Олли Бонс – Клыки Доброй Матери (страница 19)
Вскинув голову, Нуру взглянула в отражение и повела бедром.
Что ж, может, все беды людей оттого, что они не знают своей цены! Вот сборщица листьев, плетельщица верёвок, что тяжко трудится за медяк. Вот напуганная девушка, в которой только и есть, что тело, волосы и глаза, но это стоит трёх золотых пальцев. А может, пяти десятков? Может, и больше!
Нуру плавно сомкнула руки над головой, изогнулась, повторяя движения, которые видела каждый вечер. Могла бы позвать кого-то, чтобы учили. Не стала. Стыдно, и тело ещё болит, не слушается.
Ниханга сказал, подождёт. Сказал, защитит, если нужно, пусть она не боится. Сказал, хоть женщинам из дома забав и нельзя посещать храмы, но он слепит за неё фигурку из глины, птицу — он служил в храме Первой Птицы, — отправит Великому Гончару её мольбу. Что она хочет? Нуру попросила за мать, за Поно. Старшие обойдутся. Они ей больше не братья, она им не сестра.
Положив руки на бёдра, Нуру повела ими по кругу. Опустив веки, представила, что стоит не в пустой комнате — в зале, и глядит на неё не одно отражение — все мужчины. Осмелится ли она? Не встретят ли её насмешками?
С её пальцами переплелись чужие. Вздрогнув, Нуру испуганно распахнула глаза. В чёрном зеркале рядом с её лицом соткалось другое, неподвижное, из белых узоров.
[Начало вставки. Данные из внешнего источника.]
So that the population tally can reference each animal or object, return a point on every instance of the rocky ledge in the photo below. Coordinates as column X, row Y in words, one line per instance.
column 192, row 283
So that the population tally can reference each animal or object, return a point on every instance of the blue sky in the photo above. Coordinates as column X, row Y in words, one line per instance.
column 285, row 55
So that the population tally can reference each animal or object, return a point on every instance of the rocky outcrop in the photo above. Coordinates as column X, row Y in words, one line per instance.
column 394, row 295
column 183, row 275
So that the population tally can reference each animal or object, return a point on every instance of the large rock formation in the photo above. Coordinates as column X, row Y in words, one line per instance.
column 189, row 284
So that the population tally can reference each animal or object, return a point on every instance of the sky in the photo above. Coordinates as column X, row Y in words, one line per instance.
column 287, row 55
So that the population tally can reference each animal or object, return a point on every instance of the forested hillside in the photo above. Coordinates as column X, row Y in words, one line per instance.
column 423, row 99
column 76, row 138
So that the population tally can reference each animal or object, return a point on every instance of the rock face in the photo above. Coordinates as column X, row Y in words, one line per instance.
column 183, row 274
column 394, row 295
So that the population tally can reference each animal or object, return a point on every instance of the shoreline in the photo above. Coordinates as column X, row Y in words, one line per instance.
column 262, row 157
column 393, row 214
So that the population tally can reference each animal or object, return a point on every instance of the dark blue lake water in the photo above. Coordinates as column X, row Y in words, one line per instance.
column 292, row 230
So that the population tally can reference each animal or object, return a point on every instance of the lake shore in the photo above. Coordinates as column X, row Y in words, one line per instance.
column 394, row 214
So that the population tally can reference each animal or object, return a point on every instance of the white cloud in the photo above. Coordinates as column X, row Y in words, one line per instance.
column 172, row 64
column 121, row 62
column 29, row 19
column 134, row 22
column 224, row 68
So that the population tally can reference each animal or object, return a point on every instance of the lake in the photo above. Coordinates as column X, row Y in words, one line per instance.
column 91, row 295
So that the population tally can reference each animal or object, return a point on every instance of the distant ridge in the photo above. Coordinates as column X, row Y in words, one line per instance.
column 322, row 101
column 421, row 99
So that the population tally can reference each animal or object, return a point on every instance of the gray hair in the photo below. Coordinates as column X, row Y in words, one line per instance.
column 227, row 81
Нуру оставила дверь открытой нарочно, чтобы никто не подкрался, а он пришёл неслышно и теперь смотрел без улыбки из тёмного отражения.
— Учишься танцевать? — негромко спросил Мараму. — Двигайся смелее, так.
Ещё дрожа, она качнулась, послушная его пальцам.
— Теперь замри. На миг, не больше, в том секрет. Изогнулась — застыла. Миг. Выше голову! Сердца пропускают удар.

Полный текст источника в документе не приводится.